Juristas consultados por M1 han asegurado que las primeras sentencias, por procedimiento abreviado, serán sólo condicionales y conllevarán la expulsión del detenido del país. En caso de que se le detenga de nuevo intentando entrar en el país de forma ilegal, sí se ejecutaría de forma inmediata la pena de prisión.

"Empieza una nueva era, con esta ley y con el cierre físico de la frontera", declaró Kovács esta madrugada desde el clausurado paso fronterizo de Röszke. A partir de hoy se establecerán también procedimientos acelerados de asilo que determinarán en pocos días si las solicitudes son aceptadas, y los refugiados que no obtengan ese estatus serán devueltos a Serbia.

Advertencia serbia

Serbia advirtió hoy que no aceptará a los refugiados que Hungría intente devolverle "a la fuerza", después de que Budapest estableciera que el vecino del sur es un país seguroal que pueden retornar los demandantes de asilo. "No pararemos a nadie a la fuerza en nuestro territorio y por eso tampoco permitiremos a ningún país que devuelva a nadie a la fuerza (...) a nuestro territorio", declaró el ministro de Trabajo, Aleksandar Vulin.

"Ellos (los refugiados) están en el territorio de Hungría y esperamos del Estado húngaro que los trate como es debido", dijo Vulin a la agencia de noticias Tanjug.
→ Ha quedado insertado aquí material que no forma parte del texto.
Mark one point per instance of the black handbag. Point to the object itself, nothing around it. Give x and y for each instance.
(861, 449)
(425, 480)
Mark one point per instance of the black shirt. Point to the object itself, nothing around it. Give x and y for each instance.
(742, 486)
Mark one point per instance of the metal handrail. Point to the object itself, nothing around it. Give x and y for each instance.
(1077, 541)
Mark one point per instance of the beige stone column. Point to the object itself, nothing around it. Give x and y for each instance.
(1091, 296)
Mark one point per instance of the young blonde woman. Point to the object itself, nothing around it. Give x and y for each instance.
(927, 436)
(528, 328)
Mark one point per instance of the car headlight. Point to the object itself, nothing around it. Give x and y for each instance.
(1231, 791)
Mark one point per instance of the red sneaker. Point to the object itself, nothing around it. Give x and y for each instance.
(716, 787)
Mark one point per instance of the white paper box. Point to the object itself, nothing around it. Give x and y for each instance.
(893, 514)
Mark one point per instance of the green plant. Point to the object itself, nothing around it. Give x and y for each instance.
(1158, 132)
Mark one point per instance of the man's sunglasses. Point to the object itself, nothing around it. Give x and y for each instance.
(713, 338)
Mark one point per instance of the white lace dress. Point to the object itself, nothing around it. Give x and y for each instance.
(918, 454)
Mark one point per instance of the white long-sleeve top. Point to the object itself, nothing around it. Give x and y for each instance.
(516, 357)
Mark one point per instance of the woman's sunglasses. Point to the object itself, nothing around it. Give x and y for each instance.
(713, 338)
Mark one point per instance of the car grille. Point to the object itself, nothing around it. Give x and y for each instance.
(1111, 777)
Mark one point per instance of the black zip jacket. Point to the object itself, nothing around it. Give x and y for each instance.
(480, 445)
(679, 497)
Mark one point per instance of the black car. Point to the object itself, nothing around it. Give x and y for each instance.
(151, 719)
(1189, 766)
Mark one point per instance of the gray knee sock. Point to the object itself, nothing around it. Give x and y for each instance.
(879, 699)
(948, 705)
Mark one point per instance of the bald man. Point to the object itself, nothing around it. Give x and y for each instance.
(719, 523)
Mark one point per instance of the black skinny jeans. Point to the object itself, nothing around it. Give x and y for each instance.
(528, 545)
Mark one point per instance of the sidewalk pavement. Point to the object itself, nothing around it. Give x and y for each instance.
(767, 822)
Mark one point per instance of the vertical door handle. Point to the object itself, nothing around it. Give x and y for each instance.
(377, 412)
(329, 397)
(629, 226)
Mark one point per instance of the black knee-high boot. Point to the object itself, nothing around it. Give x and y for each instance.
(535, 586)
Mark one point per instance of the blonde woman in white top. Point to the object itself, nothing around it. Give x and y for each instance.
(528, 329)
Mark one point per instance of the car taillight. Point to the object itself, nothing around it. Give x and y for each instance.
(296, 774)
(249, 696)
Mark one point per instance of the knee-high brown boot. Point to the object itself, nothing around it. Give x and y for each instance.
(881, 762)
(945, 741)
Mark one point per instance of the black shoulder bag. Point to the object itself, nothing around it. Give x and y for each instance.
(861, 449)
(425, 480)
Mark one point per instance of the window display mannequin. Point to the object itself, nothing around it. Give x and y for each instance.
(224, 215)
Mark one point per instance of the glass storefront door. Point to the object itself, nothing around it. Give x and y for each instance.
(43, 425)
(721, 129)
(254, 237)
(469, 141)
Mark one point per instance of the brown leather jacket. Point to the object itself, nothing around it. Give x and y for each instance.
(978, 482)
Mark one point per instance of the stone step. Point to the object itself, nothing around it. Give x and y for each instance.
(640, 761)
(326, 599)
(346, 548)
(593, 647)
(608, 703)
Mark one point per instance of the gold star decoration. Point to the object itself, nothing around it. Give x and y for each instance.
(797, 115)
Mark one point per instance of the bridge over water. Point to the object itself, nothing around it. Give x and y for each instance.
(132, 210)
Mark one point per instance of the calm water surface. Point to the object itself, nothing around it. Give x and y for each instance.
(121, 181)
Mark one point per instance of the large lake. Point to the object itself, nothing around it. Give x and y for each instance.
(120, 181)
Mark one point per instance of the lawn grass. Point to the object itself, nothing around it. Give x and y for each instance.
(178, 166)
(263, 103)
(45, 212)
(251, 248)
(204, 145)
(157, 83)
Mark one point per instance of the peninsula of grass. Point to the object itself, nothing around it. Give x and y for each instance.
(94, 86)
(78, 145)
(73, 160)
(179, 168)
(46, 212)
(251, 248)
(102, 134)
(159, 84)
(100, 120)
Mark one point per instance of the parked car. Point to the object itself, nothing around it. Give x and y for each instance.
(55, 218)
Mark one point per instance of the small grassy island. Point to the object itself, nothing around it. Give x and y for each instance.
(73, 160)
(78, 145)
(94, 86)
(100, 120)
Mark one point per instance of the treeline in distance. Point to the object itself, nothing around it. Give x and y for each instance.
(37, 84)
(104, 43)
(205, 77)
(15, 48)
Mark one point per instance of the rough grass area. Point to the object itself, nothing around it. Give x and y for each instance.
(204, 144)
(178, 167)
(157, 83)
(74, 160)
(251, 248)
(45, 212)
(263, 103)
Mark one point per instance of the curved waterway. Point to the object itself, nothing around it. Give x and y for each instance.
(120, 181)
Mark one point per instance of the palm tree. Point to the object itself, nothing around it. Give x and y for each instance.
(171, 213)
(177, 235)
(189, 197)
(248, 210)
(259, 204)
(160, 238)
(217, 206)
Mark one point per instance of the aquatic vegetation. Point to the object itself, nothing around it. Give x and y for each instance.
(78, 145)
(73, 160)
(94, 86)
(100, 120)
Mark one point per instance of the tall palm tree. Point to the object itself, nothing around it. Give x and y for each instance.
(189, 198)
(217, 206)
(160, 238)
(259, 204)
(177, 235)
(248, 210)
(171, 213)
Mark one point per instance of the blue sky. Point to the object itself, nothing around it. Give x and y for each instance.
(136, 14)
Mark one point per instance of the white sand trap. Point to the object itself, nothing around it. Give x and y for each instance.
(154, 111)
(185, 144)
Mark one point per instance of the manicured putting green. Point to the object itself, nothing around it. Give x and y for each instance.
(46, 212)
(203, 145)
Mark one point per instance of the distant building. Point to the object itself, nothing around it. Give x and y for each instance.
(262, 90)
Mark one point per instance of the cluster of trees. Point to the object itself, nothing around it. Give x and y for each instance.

El ministro señaló que los refugiados que fracasen en su intento de entrar en Hungría podrán permanecer en Serbia y regresar a los centros de acogida.

Alemania pide presión para países "insolidarios"

El titular alemán del Interior, Thomas de Maizière, consideró entretanto necesario comenzar a hablar de "medidas de presión" contra aquellos países que se niegan a un reparto equitativo de refugiados en la Unión Europea (UE). "El hecho es que estamos lejos de una cuota de reparto permanente", lamentó en unas declaraciones al programa matinal de la televisión pública ZDF el ministro.

En este contexto, se sumó a la propuesta del presidente de la Comisión Europea (CE), Jean-Claude Juncker, quien se refirió a la posibilidad de responder a estos países con un recorte de los medios que reciben de los fondos estructurales comunitarios. De Maizière recordó que los estados que se niegan a un reparto equitativo de refugiados son precisamente países que reciben grandes cantidades de los fondos estructurales.